Short Story ⟡ Informatics

Today I'm a New Member of Information Theory Club

Exploring data compression and how to efficiently represent information without losing meaning.

  • #source coding
  • #Huffman coding
  • #compression ratio
  • #prefix-free codes

"I filled out the membership form."

When Yuki handed over the document, Aoi received it.

"You're officially a new member now. Congratulations."

"Thank you so much!"

Riku applauded. "We got another member! So is today a welcome party?"

"Doing club activities properly is the best welcome," Aoi smiled. "Today's theme is source coding."

"Source coding?" Yuki tilted their head.

"The theory of data compression. Technology to encode messages efficiently."

Aoi wrote characters on the whiteboard.

"For example, suppose we transmit this string. 'aaaabbbbc'"

"Four a's, four b's, one c," Riku counted.

"Normally, representing each character with 8 bits requires 72 bits for 9 characters."

"But since a and b appear many times, we can probably make it shorter," Yuki said.

"Sharp! That's the basic idea of coding," Aoi nodded. "Assign short codes to frequent characters, long codes to rare ones."

"Specifically?"

"There's a method called Huffman coding. We can mechanically create optimal codes."

Aoi drew a table.

"a: 44 percent b: 44 percent c: 11 percent"

"For this probability distribution, we construct a Huffman tree."

Riku said anxiously, "A tree?"

"Don't worry. It's a simple procedure," Aoi began drawing a diagram.

"1. Combine the two with lowest probability 2. The new node's probability is the sum 3. Repeat until everything becomes one tree"

"Since c is 11 percent, first it's alone..." Yuki thought.

"Actually, we can also combine a and b first. There are multiple orderings."

Aoi showed the completed tree.

"a: 0 b: 10 c: 11"

"a is 1 bit, b and c are 2 bits!" Riku was surprised.

"Average code length is 0.44×1 + 0.44×2 + 0.11×2 = 1.54 bits."

"Originally 8 bits, so a major reduction!" Yuki calculated.

"Yes. But this is an idealized example. In practice, we also consider context."

Riku had a question. "But how do you know the boundaries? Is '010' 'a,b' or 'a,0,...'?"

"Good question. This is the property of prefix-free codes," Aoi explained. "No code is a prefix of another code. So we can decode uniquely."

"Prefix?"

"For example, if a were '0' and b were '01', then '01' would be a prefix of a. This makes boundaries ambiguous."

"So we need to design like '0', '10', '11'," Yuki understood.

"Exactly. Huffman codes are always prefix-free."

Riku wrote in his notebook. "So for longer messages, can we compress more?"

"We approach entropy. The source's entropy is the theoretical limit."

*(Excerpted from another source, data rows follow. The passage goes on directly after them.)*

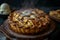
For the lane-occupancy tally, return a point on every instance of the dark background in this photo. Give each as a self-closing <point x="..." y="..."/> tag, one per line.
<point x="46" y="5"/>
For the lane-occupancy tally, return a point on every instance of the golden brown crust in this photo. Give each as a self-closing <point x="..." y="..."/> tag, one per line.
<point x="55" y="14"/>
<point x="23" y="23"/>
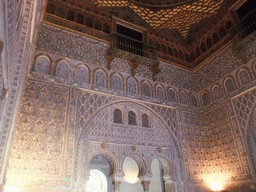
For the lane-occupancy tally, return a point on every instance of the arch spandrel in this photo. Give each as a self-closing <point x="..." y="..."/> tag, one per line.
<point x="100" y="128"/>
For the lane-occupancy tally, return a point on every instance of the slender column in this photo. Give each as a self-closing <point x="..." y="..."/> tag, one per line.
<point x="169" y="184"/>
<point x="116" y="186"/>
<point x="116" y="180"/>
<point x="145" y="185"/>
<point x="145" y="181"/>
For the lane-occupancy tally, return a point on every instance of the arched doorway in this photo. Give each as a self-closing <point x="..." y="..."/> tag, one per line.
<point x="100" y="172"/>
<point x="157" y="180"/>
<point x="161" y="175"/>
<point x="251" y="138"/>
<point x="97" y="182"/>
<point x="131" y="180"/>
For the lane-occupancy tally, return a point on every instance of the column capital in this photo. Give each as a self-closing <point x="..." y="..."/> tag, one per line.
<point x="145" y="184"/>
<point x="117" y="184"/>
<point x="1" y="46"/>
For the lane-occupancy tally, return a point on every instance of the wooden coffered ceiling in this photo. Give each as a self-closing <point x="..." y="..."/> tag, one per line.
<point x="177" y="15"/>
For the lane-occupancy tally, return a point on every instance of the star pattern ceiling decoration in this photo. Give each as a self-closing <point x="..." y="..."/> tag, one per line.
<point x="180" y="17"/>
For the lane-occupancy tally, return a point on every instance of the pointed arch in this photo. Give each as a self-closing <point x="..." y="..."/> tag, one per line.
<point x="100" y="77"/>
<point x="82" y="73"/>
<point x="145" y="118"/>
<point x="229" y="84"/>
<point x="205" y="98"/>
<point x="62" y="68"/>
<point x="132" y="85"/>
<point x="160" y="92"/>
<point x="194" y="100"/>
<point x="146" y="88"/>
<point x="132" y="118"/>
<point x="118" y="116"/>
<point x="116" y="81"/>
<point x="42" y="63"/>
<point x="183" y="97"/>
<point x="243" y="76"/>
<point x="172" y="94"/>
<point x="216" y="92"/>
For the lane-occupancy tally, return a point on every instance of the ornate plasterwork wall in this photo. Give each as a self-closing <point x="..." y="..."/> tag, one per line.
<point x="86" y="125"/>
<point x="90" y="51"/>
<point x="19" y="22"/>
<point x="214" y="148"/>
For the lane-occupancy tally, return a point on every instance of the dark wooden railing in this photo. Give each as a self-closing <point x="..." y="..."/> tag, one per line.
<point x="133" y="46"/>
<point x="246" y="26"/>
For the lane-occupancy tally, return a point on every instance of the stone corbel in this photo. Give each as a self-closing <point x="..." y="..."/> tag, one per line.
<point x="1" y="46"/>
<point x="145" y="181"/>
<point x="4" y="93"/>
<point x="134" y="65"/>
<point x="116" y="180"/>
<point x="109" y="57"/>
<point x="169" y="184"/>
<point x="155" y="70"/>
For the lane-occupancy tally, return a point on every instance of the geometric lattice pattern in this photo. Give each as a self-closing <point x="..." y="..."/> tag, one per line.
<point x="243" y="105"/>
<point x="180" y="17"/>
<point x="38" y="143"/>
<point x="211" y="147"/>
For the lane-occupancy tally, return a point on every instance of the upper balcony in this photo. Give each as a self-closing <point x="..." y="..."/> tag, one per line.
<point x="151" y="48"/>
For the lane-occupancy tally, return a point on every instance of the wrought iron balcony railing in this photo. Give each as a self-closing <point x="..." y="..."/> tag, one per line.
<point x="246" y="26"/>
<point x="134" y="46"/>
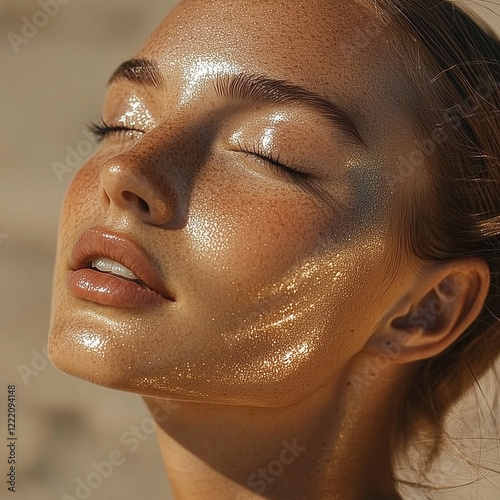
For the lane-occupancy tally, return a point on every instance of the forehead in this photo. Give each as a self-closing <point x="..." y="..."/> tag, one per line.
<point x="333" y="47"/>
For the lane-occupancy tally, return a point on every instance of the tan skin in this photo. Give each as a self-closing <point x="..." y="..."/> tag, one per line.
<point x="284" y="293"/>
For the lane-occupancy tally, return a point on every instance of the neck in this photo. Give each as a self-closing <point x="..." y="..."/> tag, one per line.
<point x="332" y="445"/>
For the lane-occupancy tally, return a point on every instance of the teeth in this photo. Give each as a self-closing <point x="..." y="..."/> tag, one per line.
<point x="111" y="266"/>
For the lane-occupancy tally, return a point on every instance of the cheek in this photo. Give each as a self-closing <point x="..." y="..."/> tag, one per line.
<point x="249" y="235"/>
<point x="296" y="334"/>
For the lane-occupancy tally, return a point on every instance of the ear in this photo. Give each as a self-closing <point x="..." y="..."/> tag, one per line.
<point x="443" y="300"/>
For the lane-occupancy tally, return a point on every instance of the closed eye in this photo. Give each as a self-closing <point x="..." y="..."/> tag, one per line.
<point x="100" y="130"/>
<point x="274" y="161"/>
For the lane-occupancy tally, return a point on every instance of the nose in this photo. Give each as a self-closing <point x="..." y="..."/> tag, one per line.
<point x="136" y="183"/>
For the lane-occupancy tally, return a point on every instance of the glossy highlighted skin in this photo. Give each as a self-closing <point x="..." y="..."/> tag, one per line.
<point x="249" y="157"/>
<point x="268" y="268"/>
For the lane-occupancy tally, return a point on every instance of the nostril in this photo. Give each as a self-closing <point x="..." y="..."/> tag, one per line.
<point x="130" y="197"/>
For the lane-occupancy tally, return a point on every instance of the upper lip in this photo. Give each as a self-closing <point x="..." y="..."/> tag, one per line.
<point x="99" y="242"/>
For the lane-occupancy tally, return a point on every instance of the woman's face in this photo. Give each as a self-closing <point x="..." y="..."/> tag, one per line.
<point x="255" y="184"/>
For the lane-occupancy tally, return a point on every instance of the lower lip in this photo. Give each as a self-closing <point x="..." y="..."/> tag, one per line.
<point x="110" y="290"/>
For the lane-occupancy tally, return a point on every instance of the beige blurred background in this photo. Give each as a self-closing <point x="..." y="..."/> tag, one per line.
<point x="50" y="88"/>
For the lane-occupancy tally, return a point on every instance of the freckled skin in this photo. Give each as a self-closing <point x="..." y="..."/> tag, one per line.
<point x="276" y="291"/>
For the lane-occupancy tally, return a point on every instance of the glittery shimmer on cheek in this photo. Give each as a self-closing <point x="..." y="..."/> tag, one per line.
<point x="137" y="116"/>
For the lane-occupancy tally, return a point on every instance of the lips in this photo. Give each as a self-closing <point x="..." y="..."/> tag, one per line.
<point x="146" y="288"/>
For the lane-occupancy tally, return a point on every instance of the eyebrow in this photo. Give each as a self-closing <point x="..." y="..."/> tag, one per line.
<point x="260" y="89"/>
<point x="257" y="89"/>
<point x="141" y="71"/>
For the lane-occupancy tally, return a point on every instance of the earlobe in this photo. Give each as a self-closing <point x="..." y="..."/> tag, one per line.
<point x="438" y="307"/>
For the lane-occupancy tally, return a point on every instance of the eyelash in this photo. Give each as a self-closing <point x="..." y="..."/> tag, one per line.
<point x="272" y="160"/>
<point x="100" y="130"/>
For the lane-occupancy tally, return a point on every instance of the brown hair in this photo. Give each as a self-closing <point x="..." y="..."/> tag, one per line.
<point x="453" y="68"/>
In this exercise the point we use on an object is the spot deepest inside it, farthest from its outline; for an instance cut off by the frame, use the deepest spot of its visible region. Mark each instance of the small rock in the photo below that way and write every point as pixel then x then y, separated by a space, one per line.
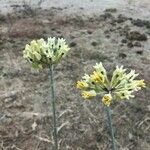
pixel 106 16
pixel 122 55
pixel 137 44
pixel 73 44
pixel 135 35
pixel 111 10
pixel 94 43
pixel 124 41
pixel 89 32
pixel 121 18
pixel 130 44
pixel 141 23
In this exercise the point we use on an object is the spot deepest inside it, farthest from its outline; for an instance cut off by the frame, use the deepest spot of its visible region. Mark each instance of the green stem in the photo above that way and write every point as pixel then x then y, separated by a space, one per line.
pixel 111 127
pixel 53 106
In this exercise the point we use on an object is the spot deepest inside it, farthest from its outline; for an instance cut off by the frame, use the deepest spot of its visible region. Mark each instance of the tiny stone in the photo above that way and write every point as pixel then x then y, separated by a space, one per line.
pixel 124 40
pixel 138 44
pixel 94 43
pixel 122 55
pixel 139 52
pixel 130 45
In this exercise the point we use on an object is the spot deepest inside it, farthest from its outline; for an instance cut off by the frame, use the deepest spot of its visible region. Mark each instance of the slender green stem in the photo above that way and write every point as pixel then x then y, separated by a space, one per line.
pixel 53 106
pixel 111 128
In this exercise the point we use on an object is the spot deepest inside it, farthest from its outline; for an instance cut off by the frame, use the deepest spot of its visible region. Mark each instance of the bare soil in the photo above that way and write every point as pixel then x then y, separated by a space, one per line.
pixel 111 38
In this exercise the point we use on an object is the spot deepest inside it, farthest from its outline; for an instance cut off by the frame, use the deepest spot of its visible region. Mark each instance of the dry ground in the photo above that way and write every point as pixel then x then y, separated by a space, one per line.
pixel 24 93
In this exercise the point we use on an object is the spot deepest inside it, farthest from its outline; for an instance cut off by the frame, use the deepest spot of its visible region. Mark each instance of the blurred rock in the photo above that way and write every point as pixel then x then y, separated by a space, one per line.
pixel 135 35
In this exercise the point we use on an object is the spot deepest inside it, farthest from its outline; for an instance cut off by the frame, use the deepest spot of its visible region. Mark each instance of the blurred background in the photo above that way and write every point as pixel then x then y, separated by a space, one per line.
pixel 115 32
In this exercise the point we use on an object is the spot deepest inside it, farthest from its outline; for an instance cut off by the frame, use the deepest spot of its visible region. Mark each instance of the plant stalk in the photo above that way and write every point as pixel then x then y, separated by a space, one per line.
pixel 53 106
pixel 111 128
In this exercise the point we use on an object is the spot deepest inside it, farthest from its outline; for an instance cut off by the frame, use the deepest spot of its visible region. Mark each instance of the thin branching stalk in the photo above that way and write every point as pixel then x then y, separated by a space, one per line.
pixel 53 106
pixel 111 128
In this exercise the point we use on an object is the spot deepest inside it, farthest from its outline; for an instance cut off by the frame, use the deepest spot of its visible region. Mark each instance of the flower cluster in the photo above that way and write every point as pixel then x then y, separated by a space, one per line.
pixel 121 86
pixel 41 53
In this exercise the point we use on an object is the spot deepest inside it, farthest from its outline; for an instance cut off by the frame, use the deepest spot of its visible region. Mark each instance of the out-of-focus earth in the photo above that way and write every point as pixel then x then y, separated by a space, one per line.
pixel 115 32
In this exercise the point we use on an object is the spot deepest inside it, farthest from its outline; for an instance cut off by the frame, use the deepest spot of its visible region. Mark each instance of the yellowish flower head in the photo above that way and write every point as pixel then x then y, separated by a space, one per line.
pixel 41 53
pixel 82 85
pixel 141 83
pixel 107 99
pixel 88 94
pixel 97 77
pixel 122 85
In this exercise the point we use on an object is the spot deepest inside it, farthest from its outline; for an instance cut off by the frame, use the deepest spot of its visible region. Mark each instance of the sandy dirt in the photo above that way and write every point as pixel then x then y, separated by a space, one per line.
pixel 112 36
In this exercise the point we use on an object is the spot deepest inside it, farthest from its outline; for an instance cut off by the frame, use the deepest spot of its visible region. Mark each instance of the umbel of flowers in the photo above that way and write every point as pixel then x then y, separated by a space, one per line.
pixel 45 54
pixel 41 53
pixel 122 85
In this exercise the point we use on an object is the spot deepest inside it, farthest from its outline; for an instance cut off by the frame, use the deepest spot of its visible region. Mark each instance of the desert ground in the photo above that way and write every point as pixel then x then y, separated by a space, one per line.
pixel 115 33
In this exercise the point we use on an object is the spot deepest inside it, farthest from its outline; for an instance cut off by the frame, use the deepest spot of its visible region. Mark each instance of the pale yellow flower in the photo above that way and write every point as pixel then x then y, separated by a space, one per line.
pixel 107 99
pixel 121 86
pixel 41 53
pixel 88 94
pixel 82 85
pixel 97 77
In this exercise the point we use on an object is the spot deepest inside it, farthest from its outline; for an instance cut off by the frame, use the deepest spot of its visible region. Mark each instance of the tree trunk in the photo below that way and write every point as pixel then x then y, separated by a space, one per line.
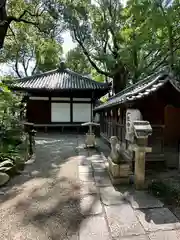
pixel 119 81
pixel 4 24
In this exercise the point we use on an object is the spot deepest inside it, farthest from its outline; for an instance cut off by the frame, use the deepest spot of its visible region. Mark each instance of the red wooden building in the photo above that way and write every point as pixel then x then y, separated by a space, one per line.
pixel 60 97
pixel 158 99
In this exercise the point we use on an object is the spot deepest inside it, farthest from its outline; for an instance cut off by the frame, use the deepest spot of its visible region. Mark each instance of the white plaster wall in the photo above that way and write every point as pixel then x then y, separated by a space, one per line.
pixel 60 112
pixel 81 112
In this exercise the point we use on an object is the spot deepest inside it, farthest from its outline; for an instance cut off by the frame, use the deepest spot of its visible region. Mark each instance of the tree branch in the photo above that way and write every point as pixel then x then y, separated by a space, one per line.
pixel 88 57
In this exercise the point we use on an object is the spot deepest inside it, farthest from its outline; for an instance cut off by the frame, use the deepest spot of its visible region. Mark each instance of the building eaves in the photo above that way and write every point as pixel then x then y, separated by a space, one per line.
pixel 139 90
pixel 58 80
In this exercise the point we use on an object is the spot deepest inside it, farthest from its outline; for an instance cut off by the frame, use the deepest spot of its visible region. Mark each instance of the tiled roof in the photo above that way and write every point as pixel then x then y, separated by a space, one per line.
pixel 58 80
pixel 141 89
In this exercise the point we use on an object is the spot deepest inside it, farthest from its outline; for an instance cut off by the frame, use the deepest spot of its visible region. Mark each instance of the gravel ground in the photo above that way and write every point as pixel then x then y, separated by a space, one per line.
pixel 43 202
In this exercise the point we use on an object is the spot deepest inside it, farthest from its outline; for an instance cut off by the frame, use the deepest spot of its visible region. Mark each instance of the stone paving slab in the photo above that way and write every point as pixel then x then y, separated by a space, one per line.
pixel 110 196
pixel 94 228
pixel 98 166
pixel 122 221
pixel 85 169
pixel 157 219
pixel 102 179
pixel 88 188
pixel 165 235
pixel 86 177
pixel 90 205
pixel 177 212
pixel 141 200
pixel 96 158
pixel 139 237
pixel 83 161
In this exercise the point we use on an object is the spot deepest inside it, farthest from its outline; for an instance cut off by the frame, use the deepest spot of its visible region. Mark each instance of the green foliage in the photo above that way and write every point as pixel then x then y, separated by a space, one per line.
pixel 168 190
pixel 31 48
pixel 126 41
pixel 78 62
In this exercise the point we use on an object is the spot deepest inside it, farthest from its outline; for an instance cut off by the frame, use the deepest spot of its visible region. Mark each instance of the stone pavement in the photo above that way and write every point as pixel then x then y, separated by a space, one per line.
pixel 120 213
pixel 65 194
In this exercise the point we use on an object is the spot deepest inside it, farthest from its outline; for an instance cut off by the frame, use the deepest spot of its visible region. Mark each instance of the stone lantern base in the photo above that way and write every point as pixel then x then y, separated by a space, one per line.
pixel 90 140
pixel 119 173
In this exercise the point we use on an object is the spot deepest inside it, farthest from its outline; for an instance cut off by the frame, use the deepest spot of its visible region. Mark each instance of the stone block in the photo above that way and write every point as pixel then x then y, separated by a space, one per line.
pixel 114 168
pixel 143 200
pixel 88 188
pixel 122 221
pixel 110 196
pixel 99 166
pixel 102 179
pixel 85 169
pixel 96 158
pixel 139 237
pixel 119 180
pixel 165 235
pixel 86 177
pixel 90 205
pixel 94 228
pixel 157 219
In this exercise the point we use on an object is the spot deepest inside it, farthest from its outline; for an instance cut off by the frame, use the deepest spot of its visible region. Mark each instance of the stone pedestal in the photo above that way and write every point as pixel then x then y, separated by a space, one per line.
pixel 90 140
pixel 139 171
pixel 119 173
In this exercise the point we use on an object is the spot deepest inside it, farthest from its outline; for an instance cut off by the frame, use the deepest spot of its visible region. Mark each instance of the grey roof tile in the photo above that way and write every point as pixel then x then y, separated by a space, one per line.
pixel 58 80
pixel 141 89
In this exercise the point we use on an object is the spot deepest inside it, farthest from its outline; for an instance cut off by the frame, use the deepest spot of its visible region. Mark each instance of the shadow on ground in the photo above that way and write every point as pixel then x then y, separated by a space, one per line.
pixel 45 202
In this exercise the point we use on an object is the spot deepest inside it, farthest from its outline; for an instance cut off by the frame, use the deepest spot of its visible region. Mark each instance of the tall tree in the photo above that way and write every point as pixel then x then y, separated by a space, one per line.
pixel 124 42
pixel 78 62
pixel 28 50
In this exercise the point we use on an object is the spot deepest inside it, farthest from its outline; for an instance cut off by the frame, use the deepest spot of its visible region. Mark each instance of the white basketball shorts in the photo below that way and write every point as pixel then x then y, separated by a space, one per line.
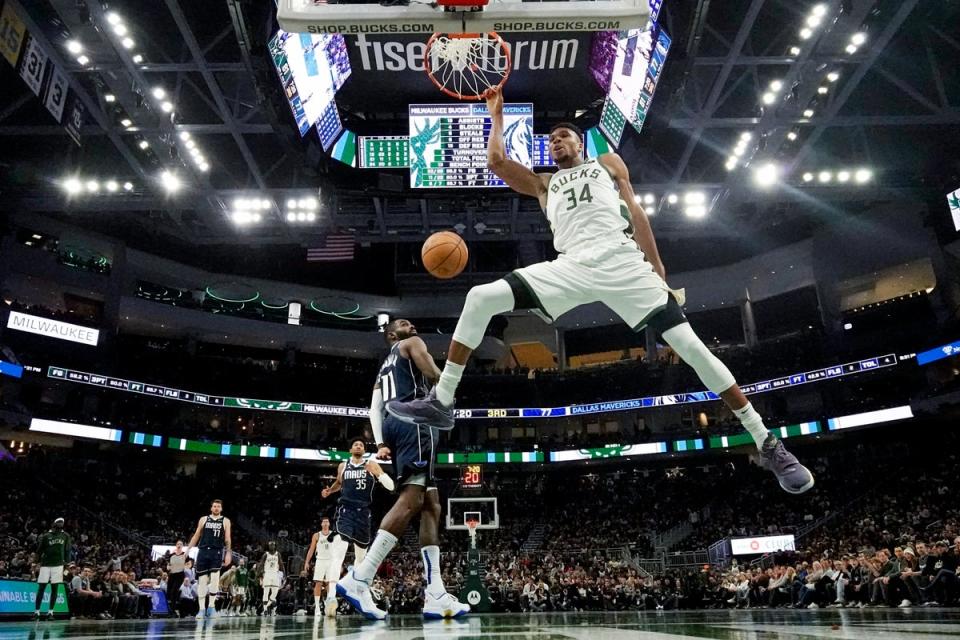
pixel 617 275
pixel 52 575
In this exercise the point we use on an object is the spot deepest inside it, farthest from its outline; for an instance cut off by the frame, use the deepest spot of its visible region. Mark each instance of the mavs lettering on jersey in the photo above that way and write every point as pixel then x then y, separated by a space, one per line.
pixel 358 485
pixel 212 537
pixel 399 378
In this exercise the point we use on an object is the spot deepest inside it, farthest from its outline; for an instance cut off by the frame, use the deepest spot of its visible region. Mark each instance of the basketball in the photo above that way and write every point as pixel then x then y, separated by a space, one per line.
pixel 444 255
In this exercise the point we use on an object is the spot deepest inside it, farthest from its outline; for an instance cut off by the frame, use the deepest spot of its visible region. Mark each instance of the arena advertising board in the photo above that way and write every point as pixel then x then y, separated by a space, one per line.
pixel 17 598
pixel 53 328
pixel 763 544
pixel 554 67
pixel 632 404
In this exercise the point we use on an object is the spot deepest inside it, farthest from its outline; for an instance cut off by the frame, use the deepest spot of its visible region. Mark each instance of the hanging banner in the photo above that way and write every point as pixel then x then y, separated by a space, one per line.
pixel 57 90
pixel 12 32
pixel 33 65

"Entropy appears again," Yuki laughed.

"It's a fundamental concept involved in all of information theory."

Aoi showed another example. "English text has entropy around 1.5 bits per character. So theoretically, we can compress from 8 bits to 1.5 bits."

"But how do zip and rar actually work?" Riku asked.

"They use dictionary-based methods. Find repeating patterns and replace them with references. LZ77, LZ78, LZW, and so on."

"Sounds complicated..."

"The algorithms are complex, but the principle is the same. Reduce redundancy."

Yuki said seriously, "I want to study more."

"Then next week, let's actually construct Huffman codes by hand," Aoi proposed.

"Let's do it!"

Riku nodded too. "I'll work hard."

"You both seem like you'll be good members," Aoi said with satisfaction.

Yuki's heart raced. The days in the information theory club were truly beginning.